誰にでも優しく、割に合わずに皆が毛嫌いするような依頼でも率先して受けていた。荒くれ者の多い中、人当たりの良い男はギルド内外問わず重用され、その容姿も相まって子女の間でも人気があった。
__表向きは
彼には裏の顔があった。その男は殺人を好み、殺した人の皮をコレクションしていたのだ。
皮を被ることでその人になりすまし、殺した人の友人や家族も皆殺しにした。
友人、家族が死んだとわかった時、善良だと思っていた人間の本性を知った時の絶望した表情、憎悪した表情が男は何よりも好きだった。
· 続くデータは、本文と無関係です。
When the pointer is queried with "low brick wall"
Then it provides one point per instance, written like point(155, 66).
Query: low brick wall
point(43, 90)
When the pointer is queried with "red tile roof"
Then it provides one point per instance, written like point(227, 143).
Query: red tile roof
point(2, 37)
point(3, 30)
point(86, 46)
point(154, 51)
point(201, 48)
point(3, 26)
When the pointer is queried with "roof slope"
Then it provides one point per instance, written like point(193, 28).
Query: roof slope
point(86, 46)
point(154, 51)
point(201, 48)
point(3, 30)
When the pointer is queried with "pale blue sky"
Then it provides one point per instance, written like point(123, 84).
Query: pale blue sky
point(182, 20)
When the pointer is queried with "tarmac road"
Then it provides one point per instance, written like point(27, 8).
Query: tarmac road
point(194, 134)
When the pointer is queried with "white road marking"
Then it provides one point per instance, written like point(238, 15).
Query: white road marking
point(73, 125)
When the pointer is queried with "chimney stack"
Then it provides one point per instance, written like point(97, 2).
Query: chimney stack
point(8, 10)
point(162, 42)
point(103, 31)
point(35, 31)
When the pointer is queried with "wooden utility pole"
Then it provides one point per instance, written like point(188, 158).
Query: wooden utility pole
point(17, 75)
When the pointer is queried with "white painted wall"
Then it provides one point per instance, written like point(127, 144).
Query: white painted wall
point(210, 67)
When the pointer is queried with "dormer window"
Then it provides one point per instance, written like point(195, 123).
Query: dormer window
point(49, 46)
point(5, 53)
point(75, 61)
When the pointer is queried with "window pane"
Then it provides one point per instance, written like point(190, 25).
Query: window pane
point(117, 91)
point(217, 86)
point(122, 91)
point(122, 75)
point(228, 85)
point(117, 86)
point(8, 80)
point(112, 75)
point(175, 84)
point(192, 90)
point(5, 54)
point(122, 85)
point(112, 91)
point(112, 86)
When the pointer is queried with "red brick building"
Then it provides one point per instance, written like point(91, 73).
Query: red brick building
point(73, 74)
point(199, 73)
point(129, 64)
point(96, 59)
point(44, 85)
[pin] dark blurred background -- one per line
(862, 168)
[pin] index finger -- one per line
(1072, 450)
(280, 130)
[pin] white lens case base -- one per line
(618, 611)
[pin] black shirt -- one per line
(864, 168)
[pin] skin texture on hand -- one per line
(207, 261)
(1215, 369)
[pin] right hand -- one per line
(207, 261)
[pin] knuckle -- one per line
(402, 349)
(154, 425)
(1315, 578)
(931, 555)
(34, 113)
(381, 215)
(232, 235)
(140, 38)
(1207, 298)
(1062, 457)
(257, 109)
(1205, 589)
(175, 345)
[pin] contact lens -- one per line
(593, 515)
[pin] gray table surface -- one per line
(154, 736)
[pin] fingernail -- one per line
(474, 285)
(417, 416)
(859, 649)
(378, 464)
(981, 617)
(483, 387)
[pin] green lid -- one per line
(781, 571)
その日も依頼のお礼にと一晩の宿を提供してくれた家族を殺した。
まずは母親を殺した。突然腕を落とされた時の表情は男を喜ばせた。
その皮を被り、次に父親を殺した。妻を殺された怒りで真っ赤にさせた顔は男を楽しませた。
最後に2つの皮を娘に見せ、殺そうとした。
しかし、そこで邪魔が入った。
「……やっと、尻尾が掴めたぞい」
それは傭兵だった。
『神速』という二つ名を持つ老兵。彼もまたギルドの信用が厚く、次のギルド長に最も近い人物だと言われていた。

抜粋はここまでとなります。